Gradualmente, passo a passo, os pais podem habituar a criança ao sentimento da dependência de Deus. Se a criança faz algo que é proibido, escondido, então é dito a ela: “Não pense que Deus não está vendo o que você está fazendo aqui escondido de mim! Deus vê tudo,” — e diante disto apontam para o Ícone no canto da sala. Quando um pequenino, querendo roubar balas da cômoda, virou o Ícone de costas, “para Deus não ver,” a mãe lhe explicou que Deus está em todas as partes, vê tudo e é impossível se esconder Dele.

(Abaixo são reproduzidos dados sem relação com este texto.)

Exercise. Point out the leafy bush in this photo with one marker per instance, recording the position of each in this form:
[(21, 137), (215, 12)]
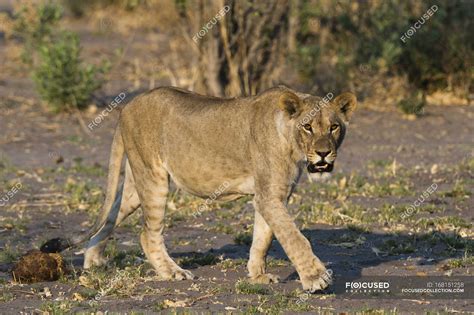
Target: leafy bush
[(61, 78), (34, 24), (337, 37), (413, 104)]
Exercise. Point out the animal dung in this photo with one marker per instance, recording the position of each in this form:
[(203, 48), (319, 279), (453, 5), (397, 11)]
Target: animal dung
[(36, 266)]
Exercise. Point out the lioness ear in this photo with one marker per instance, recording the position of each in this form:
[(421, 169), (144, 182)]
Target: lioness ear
[(290, 104), (345, 104)]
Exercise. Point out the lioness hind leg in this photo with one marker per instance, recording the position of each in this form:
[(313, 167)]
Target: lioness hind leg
[(94, 254), (262, 239), (153, 190)]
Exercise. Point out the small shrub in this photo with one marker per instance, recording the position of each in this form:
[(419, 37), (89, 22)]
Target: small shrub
[(34, 24), (413, 104), (61, 78)]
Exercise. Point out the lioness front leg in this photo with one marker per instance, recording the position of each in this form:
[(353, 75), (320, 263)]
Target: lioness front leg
[(262, 239), (152, 187), (313, 274), (128, 203)]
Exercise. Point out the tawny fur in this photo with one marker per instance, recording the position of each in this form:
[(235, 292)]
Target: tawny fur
[(255, 144)]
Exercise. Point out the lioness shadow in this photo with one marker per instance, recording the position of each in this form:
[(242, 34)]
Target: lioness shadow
[(348, 252)]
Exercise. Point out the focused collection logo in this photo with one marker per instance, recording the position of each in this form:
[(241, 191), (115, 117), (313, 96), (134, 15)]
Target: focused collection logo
[(367, 287)]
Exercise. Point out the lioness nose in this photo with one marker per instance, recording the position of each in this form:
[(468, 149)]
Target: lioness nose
[(323, 153)]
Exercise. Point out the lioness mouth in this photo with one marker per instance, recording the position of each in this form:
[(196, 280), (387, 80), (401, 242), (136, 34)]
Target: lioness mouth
[(320, 167)]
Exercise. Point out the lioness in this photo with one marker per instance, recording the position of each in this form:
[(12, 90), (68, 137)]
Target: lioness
[(257, 145)]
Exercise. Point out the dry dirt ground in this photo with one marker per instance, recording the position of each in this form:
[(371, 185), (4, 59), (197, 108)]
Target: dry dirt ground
[(354, 219)]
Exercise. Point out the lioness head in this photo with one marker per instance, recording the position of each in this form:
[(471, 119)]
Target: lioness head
[(318, 125)]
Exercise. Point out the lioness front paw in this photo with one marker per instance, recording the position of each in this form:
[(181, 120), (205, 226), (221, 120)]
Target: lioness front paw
[(317, 282), (265, 278), (93, 257)]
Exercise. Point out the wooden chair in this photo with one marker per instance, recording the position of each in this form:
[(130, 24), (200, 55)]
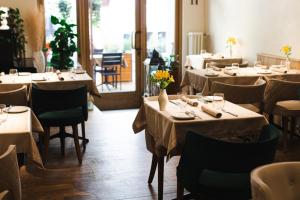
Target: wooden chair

Mas não são apenas as proibições que devem ser sugeridas com o nome de Deus. Muito mais importante é quando exigências positivas à criança devem ser fundamentadas na autoridade Divina. É preciso explicar-lhe que Deus o ajuda em todo o bem, e o caminho principal para receber a ajuda de Deus — é a oração. A criança deve entender que, sem a ajuda de Deus, ela não conseguirá nada. Além disso, é indispensável também ensinar a criança a agradecer a Deus por tudo: aquilo que ela possui, pela saúde, pelo alimento, pelas alegrias, pelos objetos que ela usa. Igualmente deve-se acostumar a criança a rezar pelos seus pais.

A idéia sobre Deus é de suma importância para o reconhecimento da criança, como sendo o Pai Celestial que nos ama e Se preocupa conosco. Quando, por exemplo, a criança fica sozinha em casa, ou entre pessoas estranhas, a mãe a consola dizendo: “Você não está sozinha, pois Deus está com você e sempre vai te proteger.” É preciso contar para a criança a respeito do Anjo da guarda, o Qual está sempre ao lado dela, a acompanha e protege. Com isto, os pais a desacostumarão de ter medo do escuro ou de ficar sozinha. Amar a Deus de todo coração deve ser um dos ensinamentos mais importantes.

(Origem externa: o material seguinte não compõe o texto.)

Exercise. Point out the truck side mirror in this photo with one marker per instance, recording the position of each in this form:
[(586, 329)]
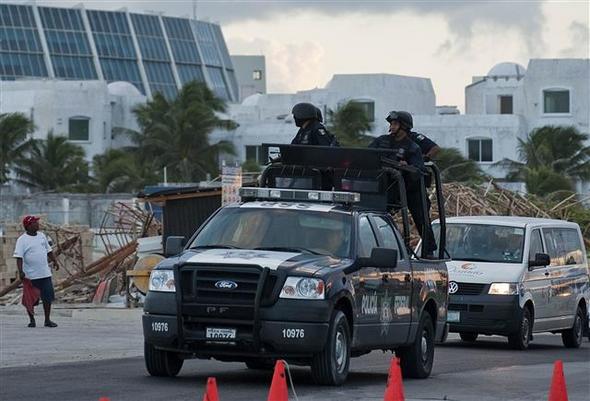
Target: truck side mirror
[(174, 245), (541, 260), (384, 258)]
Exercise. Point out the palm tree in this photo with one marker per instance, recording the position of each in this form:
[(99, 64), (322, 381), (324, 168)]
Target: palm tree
[(349, 123), (120, 170), (554, 159), (175, 133), (456, 168), (53, 164), (14, 130)]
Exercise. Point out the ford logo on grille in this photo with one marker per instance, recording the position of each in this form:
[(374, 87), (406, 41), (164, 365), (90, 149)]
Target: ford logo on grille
[(453, 287), (226, 285)]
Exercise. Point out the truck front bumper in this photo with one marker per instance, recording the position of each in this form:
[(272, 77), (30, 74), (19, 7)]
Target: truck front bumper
[(484, 314), (275, 338)]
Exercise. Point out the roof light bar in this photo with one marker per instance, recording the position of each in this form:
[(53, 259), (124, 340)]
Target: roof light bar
[(301, 195)]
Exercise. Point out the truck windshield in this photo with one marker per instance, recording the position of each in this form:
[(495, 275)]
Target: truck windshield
[(483, 243), (313, 232)]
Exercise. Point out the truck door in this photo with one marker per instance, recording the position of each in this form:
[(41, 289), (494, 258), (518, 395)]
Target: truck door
[(538, 282), (395, 313), (369, 288)]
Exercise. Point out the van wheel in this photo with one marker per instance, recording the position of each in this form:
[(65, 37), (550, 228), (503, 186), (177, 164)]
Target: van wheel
[(330, 367), (161, 363), (572, 338), (520, 339), (468, 337), (418, 358)]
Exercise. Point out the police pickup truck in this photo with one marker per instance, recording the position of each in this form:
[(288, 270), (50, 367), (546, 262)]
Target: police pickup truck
[(295, 272)]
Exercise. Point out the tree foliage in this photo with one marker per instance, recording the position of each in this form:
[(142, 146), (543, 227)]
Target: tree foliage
[(456, 168), (350, 123), (14, 142), (175, 133), (53, 164), (554, 159)]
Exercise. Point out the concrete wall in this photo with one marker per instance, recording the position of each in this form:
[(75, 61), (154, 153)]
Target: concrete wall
[(72, 209), (244, 67)]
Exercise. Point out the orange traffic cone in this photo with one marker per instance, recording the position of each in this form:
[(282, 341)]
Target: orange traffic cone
[(211, 391), (558, 390), (278, 387), (395, 388)]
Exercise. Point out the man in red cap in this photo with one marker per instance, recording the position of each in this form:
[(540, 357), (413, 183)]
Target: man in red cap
[(32, 252)]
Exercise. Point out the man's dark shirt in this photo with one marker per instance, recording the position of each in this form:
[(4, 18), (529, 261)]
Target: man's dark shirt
[(406, 149), (314, 134), (426, 144)]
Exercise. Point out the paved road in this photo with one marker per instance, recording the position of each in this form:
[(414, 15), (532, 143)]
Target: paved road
[(486, 370)]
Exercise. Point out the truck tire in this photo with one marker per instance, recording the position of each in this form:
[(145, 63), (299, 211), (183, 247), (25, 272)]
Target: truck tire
[(468, 337), (330, 366), (161, 363), (417, 359), (572, 338), (520, 339)]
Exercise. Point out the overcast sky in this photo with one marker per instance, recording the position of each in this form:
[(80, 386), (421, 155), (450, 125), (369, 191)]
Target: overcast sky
[(306, 42)]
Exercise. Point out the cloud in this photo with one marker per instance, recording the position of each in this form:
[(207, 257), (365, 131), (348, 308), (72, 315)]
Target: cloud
[(290, 66), (579, 41)]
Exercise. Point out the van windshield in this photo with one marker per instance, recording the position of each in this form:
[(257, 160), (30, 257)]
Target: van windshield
[(483, 243)]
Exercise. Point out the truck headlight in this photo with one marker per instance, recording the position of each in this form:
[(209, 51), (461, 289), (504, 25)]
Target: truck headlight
[(503, 289), (303, 288), (162, 280)]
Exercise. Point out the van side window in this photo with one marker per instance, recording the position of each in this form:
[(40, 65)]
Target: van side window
[(387, 234), (536, 244), (572, 246), (555, 249), (367, 239)]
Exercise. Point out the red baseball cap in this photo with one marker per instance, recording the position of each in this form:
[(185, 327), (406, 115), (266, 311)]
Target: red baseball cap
[(29, 220)]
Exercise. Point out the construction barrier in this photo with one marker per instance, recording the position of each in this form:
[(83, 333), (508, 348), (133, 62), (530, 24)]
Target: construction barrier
[(394, 390)]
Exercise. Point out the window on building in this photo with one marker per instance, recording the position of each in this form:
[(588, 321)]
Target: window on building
[(506, 105), (368, 107), (256, 153), (79, 129), (480, 150), (556, 101)]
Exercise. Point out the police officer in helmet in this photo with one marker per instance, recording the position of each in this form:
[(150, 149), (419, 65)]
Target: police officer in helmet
[(311, 130), (409, 153)]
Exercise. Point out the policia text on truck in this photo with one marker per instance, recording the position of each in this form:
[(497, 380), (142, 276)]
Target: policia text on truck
[(298, 273)]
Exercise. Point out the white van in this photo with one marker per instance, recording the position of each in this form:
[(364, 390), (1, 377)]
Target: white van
[(515, 276)]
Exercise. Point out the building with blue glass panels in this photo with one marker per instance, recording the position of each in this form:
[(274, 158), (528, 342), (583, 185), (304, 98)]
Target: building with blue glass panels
[(155, 53)]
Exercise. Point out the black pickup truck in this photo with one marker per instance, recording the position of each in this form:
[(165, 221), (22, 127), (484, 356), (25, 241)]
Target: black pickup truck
[(299, 273)]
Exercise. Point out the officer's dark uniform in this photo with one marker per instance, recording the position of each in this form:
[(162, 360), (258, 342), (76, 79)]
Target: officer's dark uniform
[(426, 144), (314, 134), (410, 152)]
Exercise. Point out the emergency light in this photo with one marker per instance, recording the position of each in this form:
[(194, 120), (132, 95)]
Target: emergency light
[(300, 195)]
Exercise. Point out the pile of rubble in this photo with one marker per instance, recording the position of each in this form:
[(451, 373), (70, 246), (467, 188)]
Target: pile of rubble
[(80, 279)]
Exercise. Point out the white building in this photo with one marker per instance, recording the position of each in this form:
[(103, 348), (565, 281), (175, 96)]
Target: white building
[(88, 113), (251, 75)]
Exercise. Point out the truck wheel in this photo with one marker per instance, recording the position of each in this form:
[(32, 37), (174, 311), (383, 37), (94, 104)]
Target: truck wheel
[(418, 358), (161, 363), (520, 339), (260, 364), (330, 367), (572, 338), (468, 337)]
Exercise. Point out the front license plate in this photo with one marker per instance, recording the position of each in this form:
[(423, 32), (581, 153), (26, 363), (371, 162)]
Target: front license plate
[(215, 333), (453, 316)]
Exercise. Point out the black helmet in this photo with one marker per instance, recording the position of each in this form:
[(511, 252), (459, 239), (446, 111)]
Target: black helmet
[(305, 111), (403, 117), (319, 115)]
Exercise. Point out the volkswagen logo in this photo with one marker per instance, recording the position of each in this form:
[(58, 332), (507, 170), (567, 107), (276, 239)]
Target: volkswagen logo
[(453, 287), (226, 285)]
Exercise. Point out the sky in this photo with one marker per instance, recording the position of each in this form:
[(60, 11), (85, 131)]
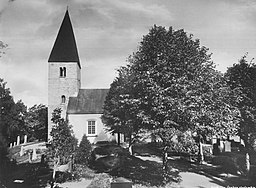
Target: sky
[(108, 31)]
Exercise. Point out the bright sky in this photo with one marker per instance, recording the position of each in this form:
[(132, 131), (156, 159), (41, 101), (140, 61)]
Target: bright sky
[(108, 31)]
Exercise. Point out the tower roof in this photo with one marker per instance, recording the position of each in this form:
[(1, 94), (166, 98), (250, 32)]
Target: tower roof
[(64, 48)]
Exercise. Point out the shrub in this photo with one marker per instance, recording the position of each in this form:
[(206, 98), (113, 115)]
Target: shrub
[(84, 151)]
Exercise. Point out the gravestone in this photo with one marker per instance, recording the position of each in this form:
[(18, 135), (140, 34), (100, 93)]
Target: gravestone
[(18, 140), (34, 154), (121, 183), (21, 151), (25, 139), (227, 146)]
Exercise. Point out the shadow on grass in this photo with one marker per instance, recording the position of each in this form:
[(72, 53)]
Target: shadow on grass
[(135, 169), (216, 174)]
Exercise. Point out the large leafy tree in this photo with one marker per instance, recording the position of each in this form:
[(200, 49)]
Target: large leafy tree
[(242, 79), (11, 119), (36, 122), (177, 89), (120, 107)]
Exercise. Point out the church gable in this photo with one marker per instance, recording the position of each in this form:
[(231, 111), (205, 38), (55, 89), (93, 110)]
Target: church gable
[(88, 101), (64, 48)]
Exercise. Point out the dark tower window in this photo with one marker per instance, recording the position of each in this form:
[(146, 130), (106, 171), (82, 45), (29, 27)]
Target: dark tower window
[(62, 71), (63, 99)]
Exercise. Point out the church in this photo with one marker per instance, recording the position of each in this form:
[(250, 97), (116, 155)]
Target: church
[(81, 107)]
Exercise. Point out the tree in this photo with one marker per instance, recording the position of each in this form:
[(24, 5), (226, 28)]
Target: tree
[(63, 143), (177, 88), (242, 78), (36, 122), (11, 119), (120, 108), (84, 150)]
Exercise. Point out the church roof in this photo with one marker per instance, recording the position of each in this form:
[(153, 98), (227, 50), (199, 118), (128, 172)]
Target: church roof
[(64, 48), (88, 101)]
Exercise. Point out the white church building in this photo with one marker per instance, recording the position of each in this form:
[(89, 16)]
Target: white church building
[(82, 107)]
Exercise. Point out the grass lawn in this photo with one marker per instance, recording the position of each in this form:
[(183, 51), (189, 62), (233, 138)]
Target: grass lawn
[(111, 162)]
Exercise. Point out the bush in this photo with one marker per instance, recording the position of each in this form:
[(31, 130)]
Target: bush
[(231, 162), (101, 181), (110, 150), (84, 151)]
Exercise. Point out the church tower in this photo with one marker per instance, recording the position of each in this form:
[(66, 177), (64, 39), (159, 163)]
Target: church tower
[(64, 70)]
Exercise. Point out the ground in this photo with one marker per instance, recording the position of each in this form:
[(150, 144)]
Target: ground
[(144, 170)]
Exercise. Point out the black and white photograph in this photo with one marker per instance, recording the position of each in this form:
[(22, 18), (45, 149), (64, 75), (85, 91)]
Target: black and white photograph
[(127, 94)]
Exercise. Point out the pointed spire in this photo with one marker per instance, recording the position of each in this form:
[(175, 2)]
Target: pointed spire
[(64, 48)]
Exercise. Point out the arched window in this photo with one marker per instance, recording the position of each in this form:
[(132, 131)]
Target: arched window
[(62, 71), (63, 99)]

Para que estes ensinamentos não se tornem abstratos, é preciso reforçá-los com objetos demonstrativos sagrados e ações determinadas: com o sinal da Cruz, assistindo à Missa na Igreja, beijando os Ícones, acendendo velas diante dos Santos, vendo as ilustrações Bíblicas, rezando em casa com a família, tomando água benta em jejum, comungando com freqüência, reverenciando, etc… Com isto a criança fica disciplinada, aprende e se habitua a seguir regras religiosas e sua vontade acostuma-se a obedecer à vontade de Deus.

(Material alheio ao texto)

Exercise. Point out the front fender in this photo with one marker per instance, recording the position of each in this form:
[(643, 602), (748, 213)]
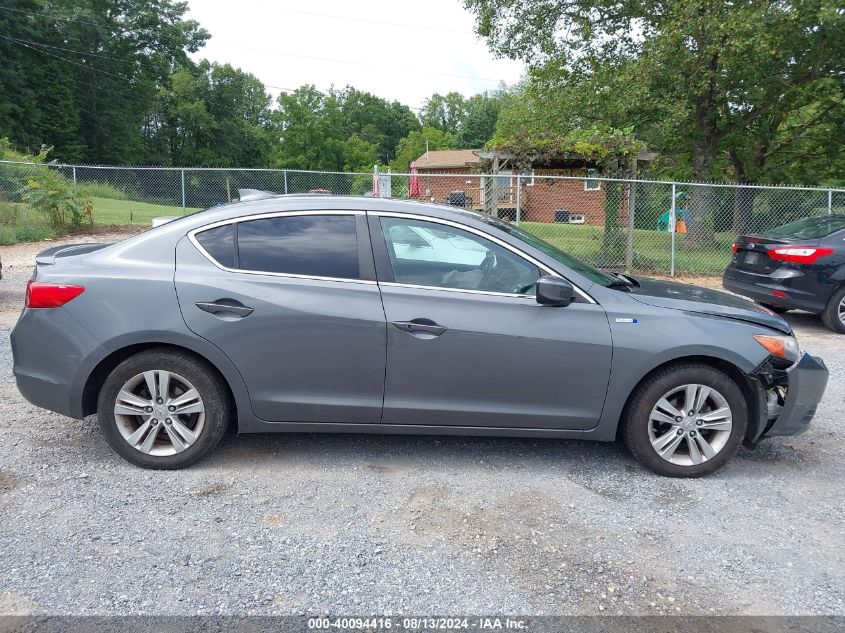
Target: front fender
[(661, 336)]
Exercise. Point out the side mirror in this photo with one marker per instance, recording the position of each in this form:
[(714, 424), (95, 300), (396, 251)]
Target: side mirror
[(554, 291)]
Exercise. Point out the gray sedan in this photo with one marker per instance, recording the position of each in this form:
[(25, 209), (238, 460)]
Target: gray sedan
[(367, 315)]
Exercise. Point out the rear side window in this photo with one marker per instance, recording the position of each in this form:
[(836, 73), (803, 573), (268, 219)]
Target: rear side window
[(220, 244), (312, 245)]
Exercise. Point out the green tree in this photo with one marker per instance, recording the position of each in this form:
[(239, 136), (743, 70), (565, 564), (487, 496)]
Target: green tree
[(733, 77), (444, 112), (414, 145), (481, 113), (309, 132), (375, 120), (88, 72), (210, 115)]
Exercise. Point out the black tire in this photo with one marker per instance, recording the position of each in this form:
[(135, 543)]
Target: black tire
[(830, 316), (635, 422), (205, 380), (775, 309)]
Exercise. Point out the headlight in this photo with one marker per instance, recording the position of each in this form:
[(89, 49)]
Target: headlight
[(785, 347)]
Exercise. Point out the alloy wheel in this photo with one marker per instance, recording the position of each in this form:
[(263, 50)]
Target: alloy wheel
[(159, 413), (690, 424)]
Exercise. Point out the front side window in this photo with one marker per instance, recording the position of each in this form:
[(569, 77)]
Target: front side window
[(310, 245), (430, 254)]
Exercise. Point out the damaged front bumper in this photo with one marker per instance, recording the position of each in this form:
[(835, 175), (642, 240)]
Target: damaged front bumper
[(787, 398)]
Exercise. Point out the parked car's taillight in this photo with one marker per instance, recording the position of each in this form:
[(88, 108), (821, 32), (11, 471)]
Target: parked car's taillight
[(41, 294), (798, 254)]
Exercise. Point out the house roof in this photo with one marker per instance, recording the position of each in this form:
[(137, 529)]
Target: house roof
[(451, 158), (443, 158)]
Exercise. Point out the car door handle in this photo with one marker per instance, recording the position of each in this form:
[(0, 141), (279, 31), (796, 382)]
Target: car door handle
[(225, 308), (421, 327)]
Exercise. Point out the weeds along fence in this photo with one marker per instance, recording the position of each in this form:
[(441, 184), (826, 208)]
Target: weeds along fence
[(656, 227)]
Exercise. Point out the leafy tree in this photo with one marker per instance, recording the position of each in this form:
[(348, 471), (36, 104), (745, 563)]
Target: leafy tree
[(736, 78), (359, 155), (102, 61), (481, 113), (377, 121), (210, 115), (414, 145), (444, 112), (308, 126)]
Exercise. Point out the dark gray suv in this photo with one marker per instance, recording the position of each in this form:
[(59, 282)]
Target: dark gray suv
[(317, 313)]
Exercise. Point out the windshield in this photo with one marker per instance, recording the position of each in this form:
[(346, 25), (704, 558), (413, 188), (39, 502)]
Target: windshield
[(593, 274), (810, 228)]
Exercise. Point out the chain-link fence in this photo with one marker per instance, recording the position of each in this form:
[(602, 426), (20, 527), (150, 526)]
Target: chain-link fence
[(666, 228)]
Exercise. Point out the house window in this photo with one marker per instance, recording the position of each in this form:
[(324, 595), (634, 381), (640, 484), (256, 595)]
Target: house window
[(526, 178)]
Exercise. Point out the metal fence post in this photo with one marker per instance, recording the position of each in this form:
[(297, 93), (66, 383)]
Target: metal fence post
[(629, 251), (673, 221)]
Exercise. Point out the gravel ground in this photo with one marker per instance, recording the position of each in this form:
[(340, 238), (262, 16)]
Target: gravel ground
[(290, 524)]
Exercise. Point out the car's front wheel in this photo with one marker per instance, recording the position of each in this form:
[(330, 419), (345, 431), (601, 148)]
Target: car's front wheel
[(834, 314), (163, 409), (686, 420)]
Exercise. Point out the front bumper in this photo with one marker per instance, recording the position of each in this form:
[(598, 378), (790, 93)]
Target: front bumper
[(805, 383)]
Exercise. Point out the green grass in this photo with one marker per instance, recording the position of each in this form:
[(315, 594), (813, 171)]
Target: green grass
[(652, 249), (108, 211), (20, 223)]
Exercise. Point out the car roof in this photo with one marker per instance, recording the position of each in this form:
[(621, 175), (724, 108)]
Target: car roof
[(310, 202)]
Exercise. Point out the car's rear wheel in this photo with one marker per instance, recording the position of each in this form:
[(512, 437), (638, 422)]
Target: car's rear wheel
[(163, 409), (834, 313), (686, 420)]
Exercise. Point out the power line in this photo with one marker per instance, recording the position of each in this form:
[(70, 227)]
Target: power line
[(68, 50), (348, 18), (320, 92), (105, 72), (355, 63)]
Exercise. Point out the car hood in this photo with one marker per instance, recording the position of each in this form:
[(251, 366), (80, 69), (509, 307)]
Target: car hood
[(671, 294)]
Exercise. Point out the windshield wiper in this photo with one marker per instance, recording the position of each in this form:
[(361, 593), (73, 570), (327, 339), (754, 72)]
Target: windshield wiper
[(622, 282)]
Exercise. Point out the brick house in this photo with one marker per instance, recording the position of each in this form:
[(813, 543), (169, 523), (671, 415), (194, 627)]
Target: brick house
[(470, 175)]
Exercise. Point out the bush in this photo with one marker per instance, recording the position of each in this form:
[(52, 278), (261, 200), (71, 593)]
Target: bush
[(55, 196), (15, 233), (10, 213)]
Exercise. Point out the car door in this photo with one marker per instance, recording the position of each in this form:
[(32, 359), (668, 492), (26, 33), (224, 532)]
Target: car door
[(291, 298), (468, 345)]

Compreende-se por sí mesmo que à medida que a criança se desenvolve, os pais devem dirigir suas ações para reforçar nela a obediência a Deus. Isto caracteriza-se na sinceridade, modéstia, docilidade, assiduidade, perseverança, no saber perdoar as mágoas, etc… Se acrescentarmos a isto os hábitos da família cristã em observar dias importantes de jejum e de festas — para a criança será criada uma condição favorável a qual poderá tornar desnecessária qualquer punição física.

Se compararmos este método de educação com outros que excluem a fé cristã, poderemos observar com que freqüência são utilizados gritos, pancadas, sermões longos e enfadonhos os quais não tocam os sentimentos da criança; um outro extremo é a indisciplina e relaxamento desenfreados. Tudo isto apenas mutila a criança. Não seria esta educação tão diferente, o motivo de crianças de várias famílias se diferenciarem umas das outras: umas — são carinhosas, confiantes, sensíveis a tudo que o é bom e também, piedosas para com os outros. Outras crianças, ao contrário, são sombrias, desconfiadas, insensíveis com os outros e impetuosas em seus anseios. Uma educação apenas na aparência exterior, priva a criança das mais valiosas qualidades.

Certamente em qualquer tipo de educação, principalmente a religiosa, a maior influência parte não de palavras soltas ou de punições mas sim dos exemplos pessoais. O comportamento das pessoas mais próximas da criança é o que influencia cada dia e hora em sua alma. As crianças têm contato com dois grupos de pessoas: sua própria família e outros de fora — colegas de escola, vizinhos, amiguinhos e simplesmente com “a rua.” Enquanto a família se esforça para dar bons exemplos às suas crianças, os colegas, amigos, vizinhos e “a rua” freqüentemente as influenciam de forma negativa. Porém isto não significa que seja necessário proibir à criança qualquer contato com o mundo lá fora: tal situação criaria para ela um isolamento artificial do meio ambiente e a privaria da preparação necessária para a vida. Somente é preciso prestar atenção para que a criança tenha amizades, principalmente com amigos positivos e ligados ao cristianismo e para que a influência familiar predomine nas influências alheias.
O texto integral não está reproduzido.